Stark smiled. He leaned over and kissed her. "I'll be careful, little sister."
Quite suddenly she flung her arms around his neck and clung to him tightly, and Stark's face sobered. He patted her, rather awkwardly, and then she had gone, to curl up on her own pallet with her head buried in her arms.
Stark lay down. His heart was sad, and there was a stinging moisture in his eyes.
The red eternities dragged on. Stark learned what Helvi had meant when he said that the mind broke before the body. The sea-bottom was no place for creatures of the upper air. He learned also the meaning of the metal collars, and the manner of Tobal's death.
Helvi explained.
"There are boundaries laid down. Within them we may range, if we have the strength and the desire after work. Beyond them we may not go. And there is no chance of escape by breaking through the barrier. How this is done I do not understand, but it is so, and the collars are the key to it.

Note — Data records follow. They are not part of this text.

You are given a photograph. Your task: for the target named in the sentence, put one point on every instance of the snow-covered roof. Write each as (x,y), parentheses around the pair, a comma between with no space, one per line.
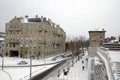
(114,56)
(2,39)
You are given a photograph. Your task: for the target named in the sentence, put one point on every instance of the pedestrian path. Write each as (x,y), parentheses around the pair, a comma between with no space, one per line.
(77,72)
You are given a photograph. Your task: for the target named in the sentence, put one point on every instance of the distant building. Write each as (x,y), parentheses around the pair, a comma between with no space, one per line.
(2,45)
(36,36)
(96,38)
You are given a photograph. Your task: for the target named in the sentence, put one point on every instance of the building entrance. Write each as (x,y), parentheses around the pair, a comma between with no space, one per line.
(14,53)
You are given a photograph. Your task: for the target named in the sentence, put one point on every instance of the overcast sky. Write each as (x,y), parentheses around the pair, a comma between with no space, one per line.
(76,17)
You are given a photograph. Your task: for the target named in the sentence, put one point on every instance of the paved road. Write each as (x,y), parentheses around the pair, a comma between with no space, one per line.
(51,72)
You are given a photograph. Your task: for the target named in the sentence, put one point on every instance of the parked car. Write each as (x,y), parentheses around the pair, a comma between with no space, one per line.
(22,63)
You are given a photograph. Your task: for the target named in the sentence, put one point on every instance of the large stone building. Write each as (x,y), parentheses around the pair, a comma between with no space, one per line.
(96,38)
(37,36)
(2,46)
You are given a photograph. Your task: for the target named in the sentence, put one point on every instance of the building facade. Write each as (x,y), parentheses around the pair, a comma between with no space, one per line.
(37,36)
(96,38)
(2,41)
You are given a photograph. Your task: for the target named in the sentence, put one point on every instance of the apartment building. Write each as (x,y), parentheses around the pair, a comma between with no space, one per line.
(37,36)
(96,38)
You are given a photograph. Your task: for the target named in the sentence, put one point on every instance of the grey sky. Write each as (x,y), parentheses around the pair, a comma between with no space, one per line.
(76,17)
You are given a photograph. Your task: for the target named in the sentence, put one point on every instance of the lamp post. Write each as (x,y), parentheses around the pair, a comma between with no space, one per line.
(2,61)
(30,66)
(30,60)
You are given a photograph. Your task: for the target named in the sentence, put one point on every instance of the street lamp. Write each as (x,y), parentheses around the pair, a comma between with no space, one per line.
(30,61)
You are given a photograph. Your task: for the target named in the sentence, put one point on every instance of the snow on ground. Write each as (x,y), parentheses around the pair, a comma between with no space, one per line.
(76,72)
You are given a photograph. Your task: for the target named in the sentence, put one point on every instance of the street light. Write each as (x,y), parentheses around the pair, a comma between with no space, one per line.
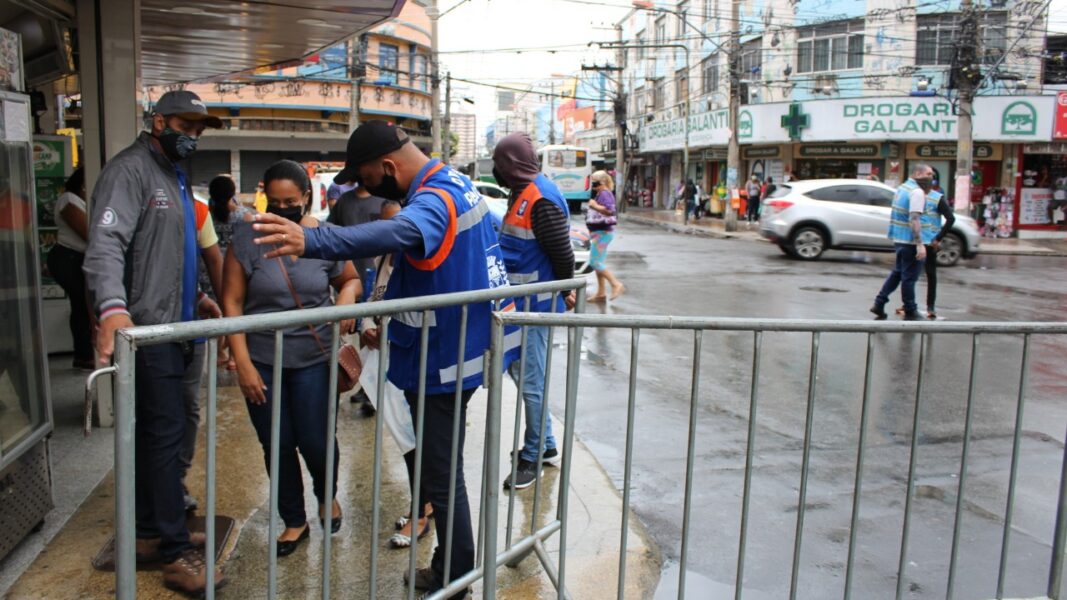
(685,149)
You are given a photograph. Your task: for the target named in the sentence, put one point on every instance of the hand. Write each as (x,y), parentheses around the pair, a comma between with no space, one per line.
(286,235)
(106,336)
(209,310)
(369,338)
(251,382)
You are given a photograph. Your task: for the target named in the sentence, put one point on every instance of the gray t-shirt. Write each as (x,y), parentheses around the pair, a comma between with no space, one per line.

"When a slave approaches the barrier the collar brightens as though with fire, and the slave falls. I have tried this myself, and I know. Half-paralyzed, you may still crawl back to safety. But if you are mad, as Tobal was, and charge the barrier strongly...."
He made a cutting motion with his hands.
Stark nodded. He did not attempt to explain electricity or electronic vibrations to Helvi, but it seemed plain enough that the force with which the Lhari kept their slaves in check was something of the sort. The collars acted as conductors, perhaps for the same type of beam that was generated in the hand-weapons. When the metal broke the invisible boundary line it triggered off a force-beam from the central power station, in the manner of the obedient electric eye that opens doors and rings alarm bells. First a warning—then death.